Francia ha sufrido cinco episodios sucesivos de olas de calor, así como un déficit hídrico excepcional para los cultivos. Algo nunca antes visto para los productores de papa. "El año pasado, el rendimiento por hectárea fue de poco más de 43,5 toneladas en 2025. Y este año, por el momento, la proyección se estima en alrededor de 34,5 toneladas. Es incluso menos que en 2022, cuando ya habíamos registrado un rendimiento históricamente bajo", advierte Geoffroy D’Evry, presidente de la Unión Nacional de Productores de Papa de Francia (UNPT).

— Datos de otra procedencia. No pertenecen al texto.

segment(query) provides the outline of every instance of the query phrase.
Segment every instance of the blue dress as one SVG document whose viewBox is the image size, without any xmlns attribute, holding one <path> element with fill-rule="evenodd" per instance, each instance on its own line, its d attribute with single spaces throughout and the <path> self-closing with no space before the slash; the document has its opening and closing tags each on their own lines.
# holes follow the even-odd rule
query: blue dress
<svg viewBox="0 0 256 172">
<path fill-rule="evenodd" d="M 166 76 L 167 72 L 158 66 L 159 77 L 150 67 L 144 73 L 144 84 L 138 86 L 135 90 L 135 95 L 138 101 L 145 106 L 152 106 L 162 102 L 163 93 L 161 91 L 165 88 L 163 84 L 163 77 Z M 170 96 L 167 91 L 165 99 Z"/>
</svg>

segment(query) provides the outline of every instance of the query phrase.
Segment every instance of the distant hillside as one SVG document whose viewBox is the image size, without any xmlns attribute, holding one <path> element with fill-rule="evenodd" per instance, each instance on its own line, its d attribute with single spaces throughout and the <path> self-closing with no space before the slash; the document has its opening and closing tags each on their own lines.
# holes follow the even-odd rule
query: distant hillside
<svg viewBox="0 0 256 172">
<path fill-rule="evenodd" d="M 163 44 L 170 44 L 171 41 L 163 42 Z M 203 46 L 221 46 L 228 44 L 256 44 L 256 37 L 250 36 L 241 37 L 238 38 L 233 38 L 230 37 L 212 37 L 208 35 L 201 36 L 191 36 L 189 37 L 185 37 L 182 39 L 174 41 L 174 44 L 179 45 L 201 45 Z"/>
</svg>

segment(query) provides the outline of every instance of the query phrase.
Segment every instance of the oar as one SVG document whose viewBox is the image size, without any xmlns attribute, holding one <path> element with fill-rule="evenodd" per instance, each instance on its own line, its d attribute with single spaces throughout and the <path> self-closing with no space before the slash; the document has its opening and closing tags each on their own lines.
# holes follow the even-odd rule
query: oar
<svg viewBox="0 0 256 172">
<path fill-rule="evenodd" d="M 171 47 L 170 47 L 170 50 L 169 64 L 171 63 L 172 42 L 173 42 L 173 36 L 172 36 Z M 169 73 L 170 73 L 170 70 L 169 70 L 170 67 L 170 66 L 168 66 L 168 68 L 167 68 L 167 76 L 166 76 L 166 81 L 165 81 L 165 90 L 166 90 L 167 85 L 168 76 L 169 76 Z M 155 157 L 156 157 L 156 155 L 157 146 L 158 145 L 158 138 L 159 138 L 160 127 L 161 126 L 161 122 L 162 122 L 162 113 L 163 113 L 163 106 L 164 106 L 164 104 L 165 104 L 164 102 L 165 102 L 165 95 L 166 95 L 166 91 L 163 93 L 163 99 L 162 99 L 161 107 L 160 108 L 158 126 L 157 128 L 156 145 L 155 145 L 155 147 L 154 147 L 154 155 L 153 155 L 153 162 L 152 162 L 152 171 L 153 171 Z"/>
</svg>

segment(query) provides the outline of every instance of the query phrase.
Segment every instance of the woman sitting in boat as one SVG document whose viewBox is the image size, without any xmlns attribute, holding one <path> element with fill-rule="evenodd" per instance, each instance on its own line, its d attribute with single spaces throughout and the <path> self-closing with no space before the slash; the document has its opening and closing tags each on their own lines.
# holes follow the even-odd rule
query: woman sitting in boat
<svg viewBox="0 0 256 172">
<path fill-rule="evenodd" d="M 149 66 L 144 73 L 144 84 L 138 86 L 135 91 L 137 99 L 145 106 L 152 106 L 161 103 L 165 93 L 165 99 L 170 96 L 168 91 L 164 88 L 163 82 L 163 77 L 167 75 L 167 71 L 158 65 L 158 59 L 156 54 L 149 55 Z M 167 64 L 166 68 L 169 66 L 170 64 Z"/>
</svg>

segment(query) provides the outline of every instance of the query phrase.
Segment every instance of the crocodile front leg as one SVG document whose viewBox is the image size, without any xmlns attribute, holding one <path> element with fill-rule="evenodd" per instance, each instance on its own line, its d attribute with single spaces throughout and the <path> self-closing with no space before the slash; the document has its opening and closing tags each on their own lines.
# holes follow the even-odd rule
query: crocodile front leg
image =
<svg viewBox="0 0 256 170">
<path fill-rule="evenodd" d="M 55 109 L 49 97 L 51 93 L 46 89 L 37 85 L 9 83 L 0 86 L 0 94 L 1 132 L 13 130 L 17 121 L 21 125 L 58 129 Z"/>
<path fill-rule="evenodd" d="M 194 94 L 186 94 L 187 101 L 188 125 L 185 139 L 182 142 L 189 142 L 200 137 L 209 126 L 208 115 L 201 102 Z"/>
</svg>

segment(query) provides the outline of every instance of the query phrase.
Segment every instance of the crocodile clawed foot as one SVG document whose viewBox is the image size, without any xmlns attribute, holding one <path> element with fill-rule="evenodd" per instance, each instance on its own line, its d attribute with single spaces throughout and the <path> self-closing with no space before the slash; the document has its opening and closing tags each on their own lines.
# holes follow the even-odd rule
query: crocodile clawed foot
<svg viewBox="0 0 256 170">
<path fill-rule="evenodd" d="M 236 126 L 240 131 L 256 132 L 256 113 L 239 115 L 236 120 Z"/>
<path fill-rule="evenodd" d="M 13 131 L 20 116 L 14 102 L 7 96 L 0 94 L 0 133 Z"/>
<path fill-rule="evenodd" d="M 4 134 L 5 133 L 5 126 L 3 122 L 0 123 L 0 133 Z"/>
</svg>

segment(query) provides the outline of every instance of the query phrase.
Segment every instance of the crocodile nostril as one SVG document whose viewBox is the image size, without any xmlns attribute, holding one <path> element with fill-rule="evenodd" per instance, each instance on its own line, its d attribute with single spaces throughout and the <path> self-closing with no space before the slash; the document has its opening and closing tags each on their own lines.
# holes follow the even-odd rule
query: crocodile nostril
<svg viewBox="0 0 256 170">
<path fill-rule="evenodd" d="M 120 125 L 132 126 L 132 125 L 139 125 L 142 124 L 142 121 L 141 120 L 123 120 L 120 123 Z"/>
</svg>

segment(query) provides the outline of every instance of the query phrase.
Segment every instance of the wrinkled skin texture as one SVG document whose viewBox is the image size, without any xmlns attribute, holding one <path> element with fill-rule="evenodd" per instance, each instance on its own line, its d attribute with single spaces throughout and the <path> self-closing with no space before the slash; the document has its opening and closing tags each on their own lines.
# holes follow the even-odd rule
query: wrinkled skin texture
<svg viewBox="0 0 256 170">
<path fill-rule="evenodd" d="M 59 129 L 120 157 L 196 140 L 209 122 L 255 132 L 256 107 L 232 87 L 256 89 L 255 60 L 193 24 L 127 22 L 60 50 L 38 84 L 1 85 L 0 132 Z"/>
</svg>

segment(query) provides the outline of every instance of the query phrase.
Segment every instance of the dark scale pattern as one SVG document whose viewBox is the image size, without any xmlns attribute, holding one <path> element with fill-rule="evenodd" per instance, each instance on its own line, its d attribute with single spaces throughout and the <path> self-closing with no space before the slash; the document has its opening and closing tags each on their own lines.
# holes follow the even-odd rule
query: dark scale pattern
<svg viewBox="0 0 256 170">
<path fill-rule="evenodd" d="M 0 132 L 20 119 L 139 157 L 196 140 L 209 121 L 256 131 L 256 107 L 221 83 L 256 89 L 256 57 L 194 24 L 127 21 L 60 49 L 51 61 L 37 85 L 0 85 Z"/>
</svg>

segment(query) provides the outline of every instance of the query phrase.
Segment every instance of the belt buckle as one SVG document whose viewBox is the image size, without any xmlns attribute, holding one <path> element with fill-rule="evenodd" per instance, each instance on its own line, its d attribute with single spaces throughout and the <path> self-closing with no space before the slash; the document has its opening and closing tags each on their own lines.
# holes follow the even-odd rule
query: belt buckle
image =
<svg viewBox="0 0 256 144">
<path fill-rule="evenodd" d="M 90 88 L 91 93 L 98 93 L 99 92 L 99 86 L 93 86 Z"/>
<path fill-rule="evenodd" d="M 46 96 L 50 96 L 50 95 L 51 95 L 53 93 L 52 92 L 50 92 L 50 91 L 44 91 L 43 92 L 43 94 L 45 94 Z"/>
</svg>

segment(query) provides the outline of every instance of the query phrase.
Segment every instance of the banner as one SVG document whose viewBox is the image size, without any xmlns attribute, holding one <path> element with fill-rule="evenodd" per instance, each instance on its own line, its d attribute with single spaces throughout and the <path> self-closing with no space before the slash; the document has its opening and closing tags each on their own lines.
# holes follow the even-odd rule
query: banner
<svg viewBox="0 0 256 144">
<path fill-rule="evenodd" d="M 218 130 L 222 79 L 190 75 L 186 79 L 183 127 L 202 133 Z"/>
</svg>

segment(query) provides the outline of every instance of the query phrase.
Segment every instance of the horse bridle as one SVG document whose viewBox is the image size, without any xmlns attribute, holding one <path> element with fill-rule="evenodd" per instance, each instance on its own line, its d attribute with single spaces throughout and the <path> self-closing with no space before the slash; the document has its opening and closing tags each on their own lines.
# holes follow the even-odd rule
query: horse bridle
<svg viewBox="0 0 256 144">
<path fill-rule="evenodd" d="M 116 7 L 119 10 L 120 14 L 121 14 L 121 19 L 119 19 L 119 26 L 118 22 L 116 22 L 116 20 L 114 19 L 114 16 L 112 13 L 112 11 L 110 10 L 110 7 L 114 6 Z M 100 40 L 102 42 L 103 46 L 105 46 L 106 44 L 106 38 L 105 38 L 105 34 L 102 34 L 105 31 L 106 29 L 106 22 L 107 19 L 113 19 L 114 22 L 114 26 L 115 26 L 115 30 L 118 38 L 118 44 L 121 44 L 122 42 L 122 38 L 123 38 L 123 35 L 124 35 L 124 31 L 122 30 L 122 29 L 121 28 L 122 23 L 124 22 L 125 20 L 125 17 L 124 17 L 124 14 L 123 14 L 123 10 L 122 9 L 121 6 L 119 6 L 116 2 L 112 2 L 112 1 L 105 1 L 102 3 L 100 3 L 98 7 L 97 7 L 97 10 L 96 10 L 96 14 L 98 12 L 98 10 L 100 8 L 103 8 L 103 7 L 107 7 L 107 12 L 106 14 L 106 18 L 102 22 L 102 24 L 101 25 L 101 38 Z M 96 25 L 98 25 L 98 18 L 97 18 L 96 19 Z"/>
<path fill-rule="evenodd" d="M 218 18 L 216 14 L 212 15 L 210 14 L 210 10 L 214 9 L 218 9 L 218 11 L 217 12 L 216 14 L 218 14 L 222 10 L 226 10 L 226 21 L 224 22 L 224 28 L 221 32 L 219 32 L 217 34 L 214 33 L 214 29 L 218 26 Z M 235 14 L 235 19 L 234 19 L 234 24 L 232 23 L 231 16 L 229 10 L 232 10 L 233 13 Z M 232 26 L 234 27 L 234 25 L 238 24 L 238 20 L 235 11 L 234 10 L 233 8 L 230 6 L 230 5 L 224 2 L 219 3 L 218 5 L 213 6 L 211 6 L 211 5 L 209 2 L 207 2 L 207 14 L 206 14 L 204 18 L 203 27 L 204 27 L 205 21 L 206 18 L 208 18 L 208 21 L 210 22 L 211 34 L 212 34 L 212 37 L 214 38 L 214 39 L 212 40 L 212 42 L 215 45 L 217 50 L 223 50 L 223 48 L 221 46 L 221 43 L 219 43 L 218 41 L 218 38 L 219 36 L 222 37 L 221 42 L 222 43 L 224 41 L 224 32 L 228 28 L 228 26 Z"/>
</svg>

El verano del hemisferio norte de 2026 se caracteriza en Francia por una sucesión de olas de calor y un grave déficit de lluvias desde finales de mayo. Además de una sequía del suelo que ya ha alcanzado niveles históricos, los incendios han arrasado hectáreas de vegetación y cultivos en varias regiones francesas.
Para los productores de papa, este impacto climático se produce cuando ya habían tenido que reducir sus superficies de producción, "en un 10 % en Francia y en un 11 % en el noroeste de Europa", tras la sobreproducción de 2025.
Pérdidas catastróficas
Como consecuencia, el sector de la papa en Francia ha sufrido pérdidas económicas por cerca de 400 millones de euros. Un costo que inevitablemente tendrá repercusiones para el consumidor, explica Geoffroy D’Evry. "El riesgo climático no puede ser asumido financieramente solo por el agricultor. Será necesario que todos nuestros compradores y clientes comprendan que producir papa es costoso y arriesgado".
El 5 de agosto, la ministra francesa de Agricultura, Annie Genevard, anunció un "plan integral" de apoyo ante las consecuencias de las repetidas olas de calor en Francia y Europa, para que "ningún agricultor se quede solo ante esta situación".
En particular, mencionó medidas de emergencia para la liquidez de las explotaciones, la cobertura de las cotizaciones sociales, mecanismos de simplificación y exención, así como medidas destinadas a facilitar la reanudación de la producción en las explotaciones más afectadas, pero sin cuantificar el monto de las ayudas previstas.
Solicitan ayudas "por miles de millones de euros"
El 8 de agosto, Arnaud Rousseau, presidente de la FNSEA, el principal sindicato agrícola, había señalado que la agricultura necesitaba "miles de millones de euros" para recuperarse de esta "crisis climática de una magnitud que nunca habíamos visto en la agricultura durante un período tan prolongado". El 14 de agosto, Annie Genevard había señalado que la definición de las ayudas tendría que esperar hasta el 27 de agosto, durante una reunión de los prefectos, representantes regionales del Estado.
Además de un aumento de los precios en las grandes cadenas de distribución, los productores le piden al Estado un mecanismo excepcional de apoyo para el sector. El 18 de agosto, la Federación de Comercio y Distribución (FCD) anunció "medidas concretas de apoyo a los productores", indicando que serán, en particular, más flexibles en cuanto al tamaño y el aspecto de las frutas y verduras, y darán prioridad a los productos de origen francés para apoyar a los productores.